Finding the tangent plane equation is simple for equations with a simple $z$. For example, if $z$ is a function $f(x,y)$ such as $f(x,y)=x^2+y^3$. It's simply:
$z-z_0=f_x(x_0,y_0)(x-x_0)+f_y(x_0,y_0)(y-y_0)$
Which in that case would be:
$z-z_0=(2x)(x-x_0)+(3y^2)(y-y_0)$
But what if we're dealing with a more complicated $f(x,y,z)$ where values are not necessarily unique along the $z$ axis?

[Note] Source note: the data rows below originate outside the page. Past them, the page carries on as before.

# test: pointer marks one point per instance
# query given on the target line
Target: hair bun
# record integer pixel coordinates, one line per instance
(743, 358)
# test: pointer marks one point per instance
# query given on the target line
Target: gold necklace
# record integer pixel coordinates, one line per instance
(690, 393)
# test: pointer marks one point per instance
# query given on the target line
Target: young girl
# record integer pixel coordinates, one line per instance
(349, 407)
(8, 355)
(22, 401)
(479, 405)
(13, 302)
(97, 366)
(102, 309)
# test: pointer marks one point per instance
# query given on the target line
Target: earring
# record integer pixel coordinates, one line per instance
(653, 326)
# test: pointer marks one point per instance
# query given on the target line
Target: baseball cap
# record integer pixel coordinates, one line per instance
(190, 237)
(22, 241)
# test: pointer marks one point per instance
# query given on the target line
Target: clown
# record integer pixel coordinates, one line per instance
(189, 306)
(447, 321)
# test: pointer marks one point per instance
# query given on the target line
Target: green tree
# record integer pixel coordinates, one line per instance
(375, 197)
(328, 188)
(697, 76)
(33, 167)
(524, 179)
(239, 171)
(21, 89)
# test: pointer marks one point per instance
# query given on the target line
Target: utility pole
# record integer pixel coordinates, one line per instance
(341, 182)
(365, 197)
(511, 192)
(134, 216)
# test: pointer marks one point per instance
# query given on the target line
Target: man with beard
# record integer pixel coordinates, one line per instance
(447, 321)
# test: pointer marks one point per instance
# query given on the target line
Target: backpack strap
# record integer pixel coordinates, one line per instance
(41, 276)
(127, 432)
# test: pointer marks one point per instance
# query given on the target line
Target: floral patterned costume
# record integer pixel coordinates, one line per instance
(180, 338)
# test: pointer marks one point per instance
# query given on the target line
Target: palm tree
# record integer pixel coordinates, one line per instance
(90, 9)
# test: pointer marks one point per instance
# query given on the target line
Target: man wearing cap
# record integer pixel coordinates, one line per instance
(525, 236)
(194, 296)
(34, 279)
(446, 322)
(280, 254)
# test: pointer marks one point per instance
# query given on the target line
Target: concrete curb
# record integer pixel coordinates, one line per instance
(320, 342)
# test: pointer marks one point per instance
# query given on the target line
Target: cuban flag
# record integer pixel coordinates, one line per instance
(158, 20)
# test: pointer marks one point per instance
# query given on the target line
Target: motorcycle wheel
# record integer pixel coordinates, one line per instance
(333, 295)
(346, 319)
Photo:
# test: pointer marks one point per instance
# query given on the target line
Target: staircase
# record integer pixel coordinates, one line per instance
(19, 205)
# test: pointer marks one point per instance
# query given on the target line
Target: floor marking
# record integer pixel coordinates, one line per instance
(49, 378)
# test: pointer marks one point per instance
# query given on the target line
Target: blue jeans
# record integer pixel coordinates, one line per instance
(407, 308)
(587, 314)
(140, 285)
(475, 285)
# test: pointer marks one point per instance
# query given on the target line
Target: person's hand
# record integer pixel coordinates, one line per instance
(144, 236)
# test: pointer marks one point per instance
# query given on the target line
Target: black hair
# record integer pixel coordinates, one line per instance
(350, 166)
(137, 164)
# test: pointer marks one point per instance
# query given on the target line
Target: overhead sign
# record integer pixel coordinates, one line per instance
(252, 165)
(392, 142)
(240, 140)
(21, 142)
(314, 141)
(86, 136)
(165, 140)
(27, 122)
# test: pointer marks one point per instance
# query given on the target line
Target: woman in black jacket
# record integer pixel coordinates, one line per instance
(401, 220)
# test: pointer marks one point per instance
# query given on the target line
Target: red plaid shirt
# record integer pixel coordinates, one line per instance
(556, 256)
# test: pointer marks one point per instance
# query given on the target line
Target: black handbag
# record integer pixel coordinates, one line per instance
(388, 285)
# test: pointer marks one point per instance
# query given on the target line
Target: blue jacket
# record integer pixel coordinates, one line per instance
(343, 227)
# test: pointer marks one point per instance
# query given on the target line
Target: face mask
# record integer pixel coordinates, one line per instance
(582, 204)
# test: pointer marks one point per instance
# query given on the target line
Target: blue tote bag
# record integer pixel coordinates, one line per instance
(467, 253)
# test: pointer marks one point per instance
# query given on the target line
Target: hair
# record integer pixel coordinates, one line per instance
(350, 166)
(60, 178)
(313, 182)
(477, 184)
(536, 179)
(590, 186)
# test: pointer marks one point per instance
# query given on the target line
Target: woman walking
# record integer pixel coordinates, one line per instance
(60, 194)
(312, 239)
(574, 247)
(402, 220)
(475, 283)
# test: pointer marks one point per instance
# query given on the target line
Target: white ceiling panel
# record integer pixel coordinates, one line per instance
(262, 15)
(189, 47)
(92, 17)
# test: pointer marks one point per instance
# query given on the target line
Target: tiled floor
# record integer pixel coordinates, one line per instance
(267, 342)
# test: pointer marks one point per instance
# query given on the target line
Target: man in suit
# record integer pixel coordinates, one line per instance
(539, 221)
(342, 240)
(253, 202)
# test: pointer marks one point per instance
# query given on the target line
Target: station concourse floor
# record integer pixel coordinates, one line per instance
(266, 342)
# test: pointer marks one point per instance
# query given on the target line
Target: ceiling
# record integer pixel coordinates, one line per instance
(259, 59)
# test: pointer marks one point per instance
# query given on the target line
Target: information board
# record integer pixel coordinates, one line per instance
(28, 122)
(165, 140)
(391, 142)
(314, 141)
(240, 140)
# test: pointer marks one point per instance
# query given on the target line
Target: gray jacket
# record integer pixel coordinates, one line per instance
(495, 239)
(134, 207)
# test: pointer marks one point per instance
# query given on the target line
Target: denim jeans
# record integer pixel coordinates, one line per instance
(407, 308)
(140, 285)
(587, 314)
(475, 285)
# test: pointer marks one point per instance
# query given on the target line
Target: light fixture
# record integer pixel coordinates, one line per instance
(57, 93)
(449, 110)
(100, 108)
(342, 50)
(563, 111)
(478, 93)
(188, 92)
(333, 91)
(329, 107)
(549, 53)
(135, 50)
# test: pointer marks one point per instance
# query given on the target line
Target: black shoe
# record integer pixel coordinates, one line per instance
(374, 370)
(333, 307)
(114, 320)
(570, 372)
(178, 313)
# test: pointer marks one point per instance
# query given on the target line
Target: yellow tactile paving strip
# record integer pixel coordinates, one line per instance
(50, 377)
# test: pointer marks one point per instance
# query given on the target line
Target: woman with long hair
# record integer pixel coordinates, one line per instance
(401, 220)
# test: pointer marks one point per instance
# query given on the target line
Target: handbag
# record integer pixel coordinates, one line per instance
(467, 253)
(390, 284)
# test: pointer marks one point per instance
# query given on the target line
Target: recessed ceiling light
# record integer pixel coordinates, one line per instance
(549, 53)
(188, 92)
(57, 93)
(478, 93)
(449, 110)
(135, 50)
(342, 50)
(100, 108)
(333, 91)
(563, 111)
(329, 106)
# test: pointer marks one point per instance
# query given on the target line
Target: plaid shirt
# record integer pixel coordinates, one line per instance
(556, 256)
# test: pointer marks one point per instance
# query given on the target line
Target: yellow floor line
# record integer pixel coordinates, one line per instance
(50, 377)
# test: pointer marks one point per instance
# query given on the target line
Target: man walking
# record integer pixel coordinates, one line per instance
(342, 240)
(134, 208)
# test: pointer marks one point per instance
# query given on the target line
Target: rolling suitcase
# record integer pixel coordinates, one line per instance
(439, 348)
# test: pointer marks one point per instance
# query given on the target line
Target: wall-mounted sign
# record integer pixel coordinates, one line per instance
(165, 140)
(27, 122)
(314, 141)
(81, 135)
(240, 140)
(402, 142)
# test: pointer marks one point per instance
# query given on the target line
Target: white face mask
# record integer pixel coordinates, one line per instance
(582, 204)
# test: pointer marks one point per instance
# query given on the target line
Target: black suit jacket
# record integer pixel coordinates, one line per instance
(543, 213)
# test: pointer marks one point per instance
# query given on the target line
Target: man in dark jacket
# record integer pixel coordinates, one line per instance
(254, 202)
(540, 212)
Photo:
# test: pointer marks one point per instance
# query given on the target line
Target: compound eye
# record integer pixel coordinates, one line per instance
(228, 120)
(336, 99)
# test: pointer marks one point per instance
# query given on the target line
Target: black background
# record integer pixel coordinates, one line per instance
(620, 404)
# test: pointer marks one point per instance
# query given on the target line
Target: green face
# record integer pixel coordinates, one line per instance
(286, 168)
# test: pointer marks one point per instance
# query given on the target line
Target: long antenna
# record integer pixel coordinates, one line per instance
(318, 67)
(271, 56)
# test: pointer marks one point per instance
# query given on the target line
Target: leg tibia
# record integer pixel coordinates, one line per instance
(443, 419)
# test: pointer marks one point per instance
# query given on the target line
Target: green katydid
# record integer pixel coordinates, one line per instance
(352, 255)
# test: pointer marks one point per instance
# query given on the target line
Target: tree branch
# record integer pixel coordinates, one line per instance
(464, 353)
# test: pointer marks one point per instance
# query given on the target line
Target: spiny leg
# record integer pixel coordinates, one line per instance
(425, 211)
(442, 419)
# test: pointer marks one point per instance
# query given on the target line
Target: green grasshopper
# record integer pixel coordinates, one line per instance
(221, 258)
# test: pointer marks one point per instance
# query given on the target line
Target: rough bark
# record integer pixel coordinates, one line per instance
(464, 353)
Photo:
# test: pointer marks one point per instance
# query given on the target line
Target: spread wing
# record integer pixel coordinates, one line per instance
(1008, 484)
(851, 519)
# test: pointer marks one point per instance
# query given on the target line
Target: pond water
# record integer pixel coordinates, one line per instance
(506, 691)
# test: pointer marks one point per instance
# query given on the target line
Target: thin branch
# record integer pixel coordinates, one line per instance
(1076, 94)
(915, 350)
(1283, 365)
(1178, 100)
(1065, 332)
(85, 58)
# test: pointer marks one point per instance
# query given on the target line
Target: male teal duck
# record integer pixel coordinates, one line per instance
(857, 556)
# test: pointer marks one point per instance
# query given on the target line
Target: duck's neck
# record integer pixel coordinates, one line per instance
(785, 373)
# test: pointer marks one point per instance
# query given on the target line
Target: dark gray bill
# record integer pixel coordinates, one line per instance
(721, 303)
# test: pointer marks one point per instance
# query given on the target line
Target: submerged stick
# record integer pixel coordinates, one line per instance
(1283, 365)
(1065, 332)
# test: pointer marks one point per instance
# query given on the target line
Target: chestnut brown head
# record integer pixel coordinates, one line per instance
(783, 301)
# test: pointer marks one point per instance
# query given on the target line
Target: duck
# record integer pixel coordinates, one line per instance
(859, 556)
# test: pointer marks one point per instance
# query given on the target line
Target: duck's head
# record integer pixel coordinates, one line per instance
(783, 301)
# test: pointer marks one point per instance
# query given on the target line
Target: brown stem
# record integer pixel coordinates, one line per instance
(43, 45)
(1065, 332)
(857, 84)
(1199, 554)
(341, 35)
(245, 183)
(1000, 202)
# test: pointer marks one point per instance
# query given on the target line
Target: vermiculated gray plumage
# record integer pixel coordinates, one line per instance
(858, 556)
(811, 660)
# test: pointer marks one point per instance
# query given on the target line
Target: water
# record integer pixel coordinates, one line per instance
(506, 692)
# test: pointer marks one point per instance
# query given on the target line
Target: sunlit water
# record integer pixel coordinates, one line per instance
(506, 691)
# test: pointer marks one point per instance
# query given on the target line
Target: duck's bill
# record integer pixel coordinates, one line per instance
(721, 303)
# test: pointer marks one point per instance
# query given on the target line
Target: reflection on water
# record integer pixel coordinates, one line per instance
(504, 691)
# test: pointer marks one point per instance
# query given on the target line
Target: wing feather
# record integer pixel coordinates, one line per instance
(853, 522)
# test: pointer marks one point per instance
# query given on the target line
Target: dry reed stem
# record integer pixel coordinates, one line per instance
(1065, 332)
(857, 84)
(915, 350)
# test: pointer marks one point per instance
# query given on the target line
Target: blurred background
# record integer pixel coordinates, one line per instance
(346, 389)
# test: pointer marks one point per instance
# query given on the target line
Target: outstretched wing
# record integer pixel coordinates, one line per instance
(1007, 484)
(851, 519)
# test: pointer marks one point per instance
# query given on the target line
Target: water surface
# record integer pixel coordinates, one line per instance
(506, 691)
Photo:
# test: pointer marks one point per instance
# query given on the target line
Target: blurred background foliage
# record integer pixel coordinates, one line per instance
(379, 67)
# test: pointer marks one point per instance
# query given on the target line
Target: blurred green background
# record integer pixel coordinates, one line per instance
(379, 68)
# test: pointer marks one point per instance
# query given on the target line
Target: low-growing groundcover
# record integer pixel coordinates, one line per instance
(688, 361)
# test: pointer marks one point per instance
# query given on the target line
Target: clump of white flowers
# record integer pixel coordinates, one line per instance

Wouldn't we have to add a $f_z$ term?
The gradient vector $$\nabla f = \left(\frac{\partial f}{\partial x} , \frac{\partial f}{\partial y} ,\frac{\partial f}{\partial z} \right)$$ is normal to the surface $f(x,y,z)=0$. If $(x_0,y_0,z_0)$ is a point on your surface then the tangent plane is the plane passing through $(x_0,y_0,z_0)$ and perpendicular to $(\nabla f)(x_0,y_0,z_0)$.
If you have some set given by several equations, say $f(x,y,z)=0$ and $g(x,y,z)=0$, then the tangent space to this set is given by kernel vectors of the Jacobian matrix.
*I have assumed that everything here is smooth and intersections are transverse.